以下编译按预期运行和执行:
#include <cstdlib>
#include <cstring>
#include <iostream>
#include <type_traits>
class Freaky {
public:
template<
typename UNSIGNED_TYPE,
typename std::enable_if<(sizeof(UNSIGNED_TYPE)>=sizeof(int)),int>::type X = 0
>
static UNSIGNED_TYPE copyThing(int x) ;
};
template<
typename UNSIGNED_TYPE,
typename std::enable_if<(sizeof(UNSIGNED_TYPE)>=sizeof(int)),int>::type X
>
UNSIGNED_TYPE Freaky::copyThing(int x) {
UNSIGNED_TYPE r(0);
std::memcpy(&r,&x,sizeof(int));//Please ignore. Not the point of the question...
return r;
}
int main(int argc, char*argv[]) {
std::cout << "The answer is ... " <<
Freaky::copyThing<unsigned long>(10)<<std::endl;
return EXIT_SUCCESS;
}
样本输出(实际输出可能取决于字节序和整数大小):
The answer is .... 10
以下不会编译并抱怨实现的原型copyThing()
与类中声明的原型不匹配。
#include <cstdlib>
#include <cstring>
#include <iostream>
#include <type_traits>
class Freaky {
public:
template<
typename UNSIGNED_TYPE,
typename std::enable_if<(sizeof(UNSIGNED_TYPE)>=sizeof(int)),int>::type X = 0
>
static UNSIGNED_TYPE copyThing(int x) ;
};
template<
typename UNSIGNED_TYPE,
typename std::enable_if<(sizeof(int)<=sizeof(UNSIGNED_TYPE)),int>::type X
>
UNSIGNED_TYPE Freaky::copyThing(int x) {
UNSIGNED_TYPE r(0);
std::memcpy(&r,&x,sizeof(int));//Please ignore.
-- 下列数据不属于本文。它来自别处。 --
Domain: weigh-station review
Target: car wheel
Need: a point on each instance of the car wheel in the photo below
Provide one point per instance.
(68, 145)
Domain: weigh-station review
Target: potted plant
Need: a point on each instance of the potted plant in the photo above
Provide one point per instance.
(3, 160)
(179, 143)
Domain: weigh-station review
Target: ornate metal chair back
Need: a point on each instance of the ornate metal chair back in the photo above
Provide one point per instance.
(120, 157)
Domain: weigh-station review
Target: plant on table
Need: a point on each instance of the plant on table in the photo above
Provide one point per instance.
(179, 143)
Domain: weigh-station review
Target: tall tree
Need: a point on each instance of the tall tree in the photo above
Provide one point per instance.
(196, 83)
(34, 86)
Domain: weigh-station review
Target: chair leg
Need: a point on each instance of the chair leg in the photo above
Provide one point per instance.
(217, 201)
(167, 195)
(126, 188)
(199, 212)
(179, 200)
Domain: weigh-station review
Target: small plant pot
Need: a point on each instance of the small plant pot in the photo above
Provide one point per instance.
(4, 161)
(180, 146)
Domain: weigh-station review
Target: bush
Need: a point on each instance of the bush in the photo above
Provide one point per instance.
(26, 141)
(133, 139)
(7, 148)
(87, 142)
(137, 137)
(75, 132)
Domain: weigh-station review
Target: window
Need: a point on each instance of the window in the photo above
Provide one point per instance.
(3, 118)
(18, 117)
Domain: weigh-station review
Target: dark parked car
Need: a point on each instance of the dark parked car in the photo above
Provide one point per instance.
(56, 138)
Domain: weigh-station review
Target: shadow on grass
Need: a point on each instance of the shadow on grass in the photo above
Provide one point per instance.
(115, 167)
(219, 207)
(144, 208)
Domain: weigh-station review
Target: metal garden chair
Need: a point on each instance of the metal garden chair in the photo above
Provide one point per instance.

Not the point of the question...
return r;
}
int main(int argc, char*argv[]) {
std::cout << "The answer is ... " <<
Freaky::copyThing<unsigned long>(10)<<std::endl;
return EXIT_SUCCESS;
}
两者之间的唯一区别是在该实现sizeof(UNSIGNED_TYPE)>=sizeof(int)
中已替换为sizeof(int)<=sizeof(UNSIGNED_TYPE)
。
显然,这两个语句在语义上是等价的。我在哪里可以找到如何确定模板原型相等的正式定义?
这显然是某种程度的词汇等价而不是语义等价。